Now suppose we add some code like this ...

$copy = $count;
The resultant memory layout could be something like this
SYMBOL TABLE				MEMORY	    Address
________________			___________
...				$count->|   10    | 1000
________________			___________
| $count | 1000 |		$copy ->|   10    | 1001
________________			___________
| $copy  | 1001 |			|         | 1002
________________			___________
...					|         | 1003
________________			___________

That is, $copy is a new entry in the symbol table, and the symbol table entry indicates that the place in memory to hold $copy's value is different to the location of $count. Once the symbol table entry is created, Perl looks at the value in memory for $count (by looking in the symbol table for where to look in memory) and places the same value in $copy's memory location. So the values are the same, but the locations are different.

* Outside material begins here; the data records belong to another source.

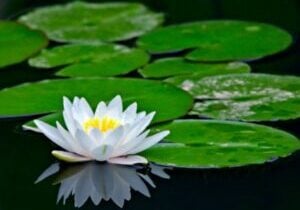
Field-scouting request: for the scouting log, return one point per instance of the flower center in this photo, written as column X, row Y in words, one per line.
column 105, row 124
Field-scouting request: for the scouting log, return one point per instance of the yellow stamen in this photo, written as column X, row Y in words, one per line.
column 105, row 124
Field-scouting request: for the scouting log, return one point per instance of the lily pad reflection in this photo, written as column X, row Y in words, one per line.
column 102, row 182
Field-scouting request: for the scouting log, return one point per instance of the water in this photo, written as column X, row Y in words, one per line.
column 24, row 156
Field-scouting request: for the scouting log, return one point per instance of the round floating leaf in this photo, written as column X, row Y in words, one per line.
column 177, row 66
column 112, row 65
column 17, row 42
column 44, row 97
column 247, row 97
column 91, row 22
column 218, row 40
column 216, row 144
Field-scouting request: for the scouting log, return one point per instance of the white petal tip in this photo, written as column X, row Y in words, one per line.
column 69, row 157
column 129, row 160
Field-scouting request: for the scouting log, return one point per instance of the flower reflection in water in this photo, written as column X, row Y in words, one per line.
column 102, row 181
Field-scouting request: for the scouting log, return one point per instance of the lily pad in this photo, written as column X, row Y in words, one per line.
column 18, row 42
column 217, row 144
column 178, row 66
column 46, row 96
column 116, row 64
column 247, row 97
column 93, row 22
column 220, row 40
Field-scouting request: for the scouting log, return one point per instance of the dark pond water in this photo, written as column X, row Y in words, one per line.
column 276, row 186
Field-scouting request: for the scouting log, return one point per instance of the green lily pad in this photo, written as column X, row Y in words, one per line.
column 247, row 97
column 178, row 66
column 220, row 40
column 92, row 22
column 116, row 64
column 18, row 42
column 46, row 96
column 217, row 144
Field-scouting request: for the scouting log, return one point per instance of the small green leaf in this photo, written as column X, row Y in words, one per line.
column 91, row 59
column 247, row 97
column 92, row 22
column 17, row 43
column 178, row 66
column 217, row 144
column 44, row 97
column 221, row 40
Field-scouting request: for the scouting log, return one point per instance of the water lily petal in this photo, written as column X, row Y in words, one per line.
column 86, row 143
column 68, row 116
column 115, row 107
column 75, row 147
column 101, row 110
column 102, row 152
column 128, row 160
column 130, row 114
column 69, row 157
column 115, row 136
column 53, row 134
column 139, row 127
column 97, row 136
column 85, row 107
column 149, row 142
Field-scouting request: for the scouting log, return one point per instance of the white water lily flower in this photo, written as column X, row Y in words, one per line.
column 110, row 134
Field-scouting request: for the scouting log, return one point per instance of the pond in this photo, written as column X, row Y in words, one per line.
column 26, row 155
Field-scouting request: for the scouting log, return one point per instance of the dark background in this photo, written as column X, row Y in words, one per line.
column 273, row 186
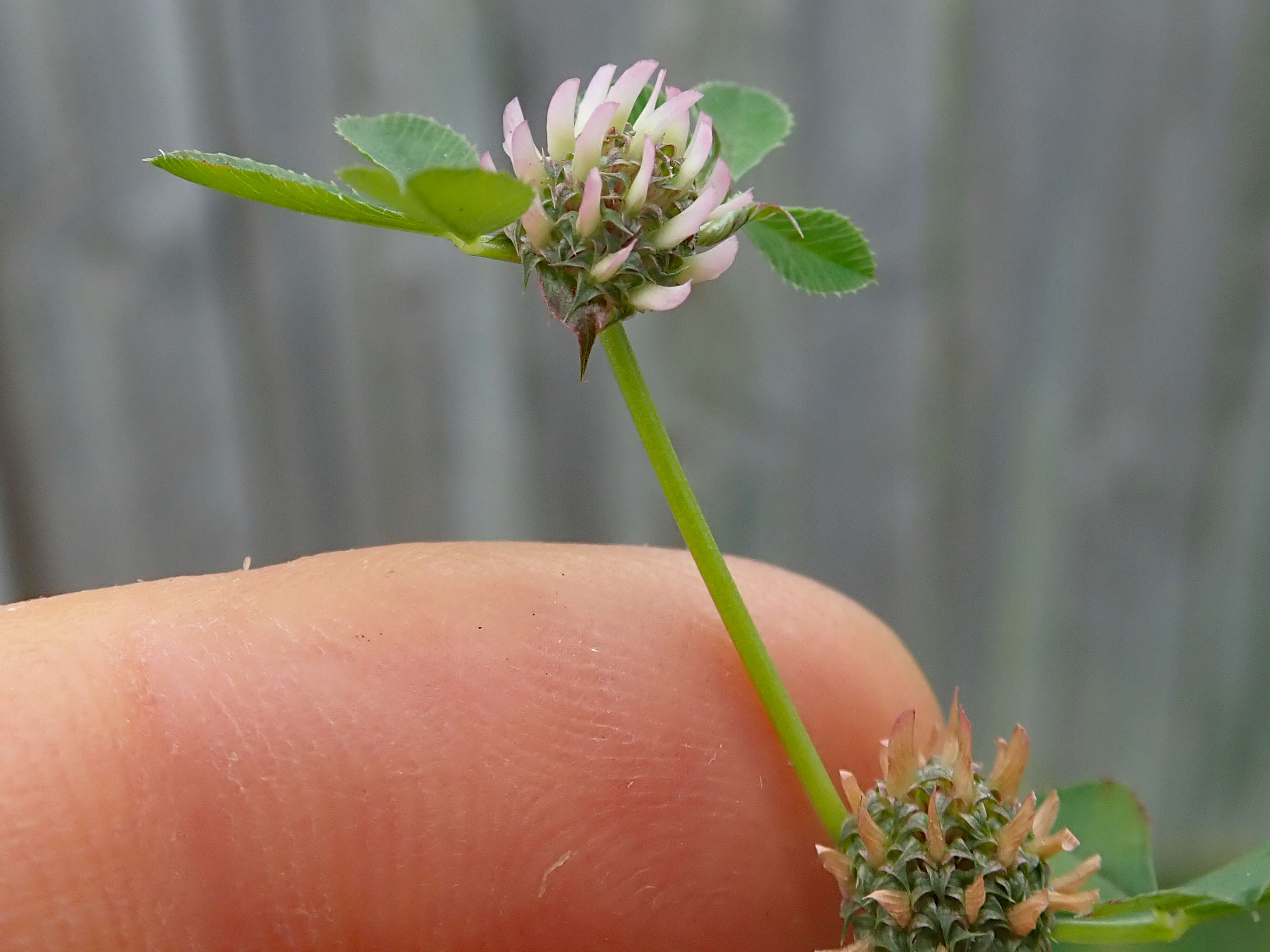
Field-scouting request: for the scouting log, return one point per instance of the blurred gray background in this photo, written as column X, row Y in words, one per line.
column 1039, row 449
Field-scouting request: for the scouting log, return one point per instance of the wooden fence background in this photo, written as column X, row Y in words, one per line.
column 1041, row 449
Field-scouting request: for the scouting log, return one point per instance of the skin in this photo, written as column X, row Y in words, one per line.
column 435, row 747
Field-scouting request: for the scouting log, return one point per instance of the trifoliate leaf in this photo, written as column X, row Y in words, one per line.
column 749, row 122
column 813, row 249
column 283, row 188
column 407, row 145
column 382, row 186
column 471, row 202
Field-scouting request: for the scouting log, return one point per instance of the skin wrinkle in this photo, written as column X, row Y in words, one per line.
column 412, row 786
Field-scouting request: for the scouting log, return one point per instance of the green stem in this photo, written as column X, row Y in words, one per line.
column 719, row 582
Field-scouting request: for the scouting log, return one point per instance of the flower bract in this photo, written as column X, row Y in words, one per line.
column 939, row 859
column 633, row 205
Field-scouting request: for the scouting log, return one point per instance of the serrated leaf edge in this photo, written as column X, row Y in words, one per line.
column 873, row 280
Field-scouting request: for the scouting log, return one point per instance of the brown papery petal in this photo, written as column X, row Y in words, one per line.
column 1078, row 878
column 902, row 755
column 839, row 866
column 1079, row 903
column 1023, row 917
column 935, row 845
column 1046, row 816
column 896, row 903
column 1009, row 772
column 1015, row 832
column 1052, row 846
column 876, row 841
column 975, row 896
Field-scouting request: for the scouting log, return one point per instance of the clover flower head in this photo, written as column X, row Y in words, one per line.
column 633, row 205
column 939, row 859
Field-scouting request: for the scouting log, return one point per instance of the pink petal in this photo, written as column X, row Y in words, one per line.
column 608, row 266
column 709, row 265
column 591, row 142
column 685, row 225
column 512, row 117
column 672, row 110
column 526, row 161
column 638, row 195
column 733, row 205
column 656, row 298
column 561, row 120
column 676, row 134
column 589, row 215
column 698, row 153
column 538, row 225
column 721, row 177
column 627, row 91
column 596, row 92
column 646, row 117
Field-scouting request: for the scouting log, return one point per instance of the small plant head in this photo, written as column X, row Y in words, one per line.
column 633, row 205
column 938, row 859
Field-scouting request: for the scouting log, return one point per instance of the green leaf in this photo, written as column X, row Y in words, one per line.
column 749, row 122
column 1243, row 884
column 283, row 188
column 471, row 202
column 830, row 257
column 463, row 202
column 382, row 186
column 1109, row 821
column 407, row 145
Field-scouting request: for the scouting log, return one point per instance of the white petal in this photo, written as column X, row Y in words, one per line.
column 645, row 122
column 656, row 298
column 596, row 93
column 709, row 265
column 589, row 215
column 671, row 110
column 526, row 161
column 627, row 91
column 561, row 120
column 538, row 225
column 733, row 205
column 512, row 117
column 638, row 195
column 676, row 135
column 685, row 225
column 591, row 142
column 608, row 266
column 698, row 153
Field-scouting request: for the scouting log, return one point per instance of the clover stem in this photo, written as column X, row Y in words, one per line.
column 721, row 585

But neither of these are references. Lets see how some code that uses references might end up getting laid out in memory.

$ref = \$count; # initialise $ref's value to be a reference to $count
The resultant memory layout could be something like this
SYMBOL TABLE				MEMORY	    Address
________________			___________
...				$count->|   10    | 1000
________________			___________
| $count | 1000 |		$copy ->|   10    | 1001
________________			___________
| $copy  | 1001 |		$ref  ->|  1000   | 1002
________________			___________
| $ref   | 1002 |			|         | 1003
________________			___________
...					|         | 1004
________________			___________
So the symbol table entry for $ref looks pretty much the same - it indicates where $ref's values will be stored in memory. And what is that value ? Well, because we said initialise it to be a reference to $count, it stores $count's memory address. If we printed this out we'd see something like this
print "ref $ref\n"; ref SCALAR(0x000003e8)
This says that $ref is a reference to a scalar stored at 3e8 (which 1000 written in hex).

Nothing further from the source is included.